Problem Management's Role in an MSP

By Jeff Umberger August 10, 2021
Problem Management Defined

Problem management helps prevent the occurrence of incidents and their impact, while also working to prevent incidents that have already occurred from happening again in the future. This starts with identifying a problem and finding ways to mitigate or fix the underlying cause. A “problem” according to the ITIL definition is “the underlying cause of one or more incidents.” From an IT perspective, problem management works to identify problems in the technological environment, research and confirm the root cause, then apply fixes or work-arounds to prevent future incidents and business impact from occurring.

Utilization in an MSP

Implementing problem management in an MSP can be unique as there may be multiple clients that are supported. Processes may be different across the various clients, along with varying levels of support based on contracts around the different types of technologies. Monitoring implemented by an MSP may vary from what a client utilizes internally, and sensitivity of the alarms between the two monitoring services may differ as well. For example, MSP monitoring may detect ping loss for a server that appears to be caused by a network issue. The network may not be supported by the MSP under contract, so the client may not prioritize or investigate because they don’t necessarily see it as a business impact. This can easily lead to reoccurring incidents around this server ping loss if nothing is done for the known error.

Challenges

Once the problem is defined and problem management determines a root cause, the next step would be to implement a fix or a work around. This can be met with challenges as described earlier, as processes, contracted support and monitoring may be unique from client to client. Implementing a fix once the root cause is determined will generally involve implementing a change, which may require additional steps on the client side to follow their change management process. Implementing a work around may require navigating the contracted support and monitoring. This could involve creating process documentation unique to the scenario that needs to be followed by the MSP to mitigate business impact and quickly resolve the issue if it occurs, or adjusting MSP monitoring to tune out the reoccurring incident if it is not business impacting or supported under contract.

Uses

Despite the challenges listed above, problem management can provide many benefits when applied within an MSP. Implementing focused problem management should quickly allow for a reduction in incidents generated, cutting back on the “noise” seen from reoccurring alerts. This allows for less time wasted on simple tasks, allowing resources to be utilized and focused on more urgent incidents. This also helps with the bottom line of the contracts related, cutting back on the resources needed to support some of the clients. Problem management can also allow lessons learned from one client to be applied across all clients that the MSP supports. For example, a problem related to a specific vendor software or hardware is identified for one client, but it is then found that multiple clients are using the same technology. This would allow for proactive prevention of business impacting incidents by applying the necessary fix or notifying clients of the problem to correct. The proactive prevention would then help build a stronger relationship with the client.

ivision’s Application

ivision places a strong emphasis on problem management. ivision has implemented automation on reoccurring incidents to automatically generate problem records if the incident occurs multiple times within a certain time frame. This will then automatically trigger an investigation by the problem management team to find the root cause and apply a fix or work around. We’ve implemented additional automation around incidents to close out those cases that auto resolve without troubleshooting, which relies on the problem record creation automation in the event those incidents occur multiple times.

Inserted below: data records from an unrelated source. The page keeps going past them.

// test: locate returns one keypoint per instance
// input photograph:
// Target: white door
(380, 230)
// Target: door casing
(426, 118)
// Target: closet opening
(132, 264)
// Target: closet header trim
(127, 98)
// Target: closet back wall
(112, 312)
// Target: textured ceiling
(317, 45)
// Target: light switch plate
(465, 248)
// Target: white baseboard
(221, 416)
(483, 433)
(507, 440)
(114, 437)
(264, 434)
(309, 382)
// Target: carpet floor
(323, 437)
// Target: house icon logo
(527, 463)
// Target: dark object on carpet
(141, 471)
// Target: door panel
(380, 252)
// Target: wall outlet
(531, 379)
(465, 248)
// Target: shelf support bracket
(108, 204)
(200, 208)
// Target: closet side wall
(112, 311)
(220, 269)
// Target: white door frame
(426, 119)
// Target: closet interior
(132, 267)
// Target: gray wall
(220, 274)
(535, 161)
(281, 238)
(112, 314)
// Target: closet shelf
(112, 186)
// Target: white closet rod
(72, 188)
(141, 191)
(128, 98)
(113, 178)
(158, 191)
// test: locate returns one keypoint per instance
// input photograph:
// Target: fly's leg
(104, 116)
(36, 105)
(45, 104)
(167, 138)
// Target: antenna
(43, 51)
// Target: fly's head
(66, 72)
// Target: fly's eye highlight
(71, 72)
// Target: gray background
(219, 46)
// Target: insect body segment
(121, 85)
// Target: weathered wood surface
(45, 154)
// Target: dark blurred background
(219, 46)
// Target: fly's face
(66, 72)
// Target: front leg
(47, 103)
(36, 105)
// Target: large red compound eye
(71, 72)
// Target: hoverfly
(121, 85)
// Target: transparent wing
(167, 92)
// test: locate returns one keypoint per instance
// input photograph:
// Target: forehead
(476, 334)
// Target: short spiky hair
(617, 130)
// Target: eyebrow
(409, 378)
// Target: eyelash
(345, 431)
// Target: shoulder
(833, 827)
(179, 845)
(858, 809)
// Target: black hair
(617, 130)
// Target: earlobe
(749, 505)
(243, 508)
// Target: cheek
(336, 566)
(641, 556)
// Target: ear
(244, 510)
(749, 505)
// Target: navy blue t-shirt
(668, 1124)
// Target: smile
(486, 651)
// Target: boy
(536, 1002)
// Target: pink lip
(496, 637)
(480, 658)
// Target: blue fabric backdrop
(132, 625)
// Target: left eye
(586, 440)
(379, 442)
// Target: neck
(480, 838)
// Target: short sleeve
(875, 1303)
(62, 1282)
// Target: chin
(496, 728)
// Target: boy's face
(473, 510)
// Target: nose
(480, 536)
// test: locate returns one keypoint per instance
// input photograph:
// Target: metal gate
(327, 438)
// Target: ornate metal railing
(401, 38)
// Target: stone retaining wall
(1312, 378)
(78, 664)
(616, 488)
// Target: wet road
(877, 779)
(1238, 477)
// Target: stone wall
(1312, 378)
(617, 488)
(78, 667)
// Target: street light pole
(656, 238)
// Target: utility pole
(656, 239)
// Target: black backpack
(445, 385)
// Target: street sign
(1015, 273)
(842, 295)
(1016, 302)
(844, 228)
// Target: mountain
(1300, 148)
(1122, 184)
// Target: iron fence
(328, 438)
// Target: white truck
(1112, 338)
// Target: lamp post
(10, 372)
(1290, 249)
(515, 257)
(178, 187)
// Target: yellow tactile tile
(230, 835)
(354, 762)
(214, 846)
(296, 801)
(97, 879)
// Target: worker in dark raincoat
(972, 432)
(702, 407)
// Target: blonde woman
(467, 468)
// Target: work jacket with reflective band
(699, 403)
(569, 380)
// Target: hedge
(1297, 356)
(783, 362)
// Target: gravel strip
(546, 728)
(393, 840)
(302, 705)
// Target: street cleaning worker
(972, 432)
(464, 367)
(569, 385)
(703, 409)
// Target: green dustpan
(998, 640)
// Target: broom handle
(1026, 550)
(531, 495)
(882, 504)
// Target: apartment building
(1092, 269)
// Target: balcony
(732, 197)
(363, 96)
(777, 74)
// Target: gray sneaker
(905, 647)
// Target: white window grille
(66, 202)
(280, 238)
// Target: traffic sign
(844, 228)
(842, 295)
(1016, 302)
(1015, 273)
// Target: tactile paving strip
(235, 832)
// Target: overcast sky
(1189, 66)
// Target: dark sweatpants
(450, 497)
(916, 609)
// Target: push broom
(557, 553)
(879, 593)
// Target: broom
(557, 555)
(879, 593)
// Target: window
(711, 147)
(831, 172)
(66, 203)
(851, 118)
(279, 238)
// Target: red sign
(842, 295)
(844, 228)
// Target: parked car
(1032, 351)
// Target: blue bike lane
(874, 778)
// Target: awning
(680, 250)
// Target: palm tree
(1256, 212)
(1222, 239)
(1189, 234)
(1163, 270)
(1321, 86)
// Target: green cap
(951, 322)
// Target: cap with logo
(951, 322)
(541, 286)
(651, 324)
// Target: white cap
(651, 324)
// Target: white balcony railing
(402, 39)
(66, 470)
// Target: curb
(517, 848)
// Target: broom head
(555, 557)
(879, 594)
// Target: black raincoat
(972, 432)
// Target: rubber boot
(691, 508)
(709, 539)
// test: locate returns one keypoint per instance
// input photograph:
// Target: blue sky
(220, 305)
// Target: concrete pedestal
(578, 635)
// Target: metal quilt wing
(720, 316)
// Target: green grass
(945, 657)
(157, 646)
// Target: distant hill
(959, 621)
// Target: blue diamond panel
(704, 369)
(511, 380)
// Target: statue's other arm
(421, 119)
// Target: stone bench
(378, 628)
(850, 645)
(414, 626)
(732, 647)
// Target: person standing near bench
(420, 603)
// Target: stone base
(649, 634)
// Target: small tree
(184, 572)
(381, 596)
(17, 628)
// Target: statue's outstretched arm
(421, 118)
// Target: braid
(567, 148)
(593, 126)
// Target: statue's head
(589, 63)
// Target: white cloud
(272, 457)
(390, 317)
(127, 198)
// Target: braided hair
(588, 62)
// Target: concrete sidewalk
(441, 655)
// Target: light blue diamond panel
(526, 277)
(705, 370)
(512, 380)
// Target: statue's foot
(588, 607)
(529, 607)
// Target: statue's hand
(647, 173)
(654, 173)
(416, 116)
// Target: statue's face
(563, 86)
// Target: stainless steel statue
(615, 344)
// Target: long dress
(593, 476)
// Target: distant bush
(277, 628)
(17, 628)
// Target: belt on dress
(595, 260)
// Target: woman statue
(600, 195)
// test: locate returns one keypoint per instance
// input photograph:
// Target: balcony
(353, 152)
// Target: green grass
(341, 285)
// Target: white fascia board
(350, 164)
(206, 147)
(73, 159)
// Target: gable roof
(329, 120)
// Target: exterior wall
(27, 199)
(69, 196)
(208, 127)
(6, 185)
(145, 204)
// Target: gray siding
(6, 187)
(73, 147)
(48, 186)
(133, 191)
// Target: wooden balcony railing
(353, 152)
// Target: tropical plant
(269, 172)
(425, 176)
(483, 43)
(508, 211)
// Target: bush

ivision has also implemented processes internally for our engineers and analysts to manually create problem records. This allows for a proactive approach in identifying problems where engineers and analysts may recognize a developing pattern or issue, which may lead to business impact or incidents further down the road. Engineers and analysts include the details of the pattern seen or potential issue that may occur, which gives the problem management team a starting point to begin investigating the issue and finding the root cause. ivision continues to fine tune and streamline the problem management process, incorporating industry best practices and implementing automation where applicable.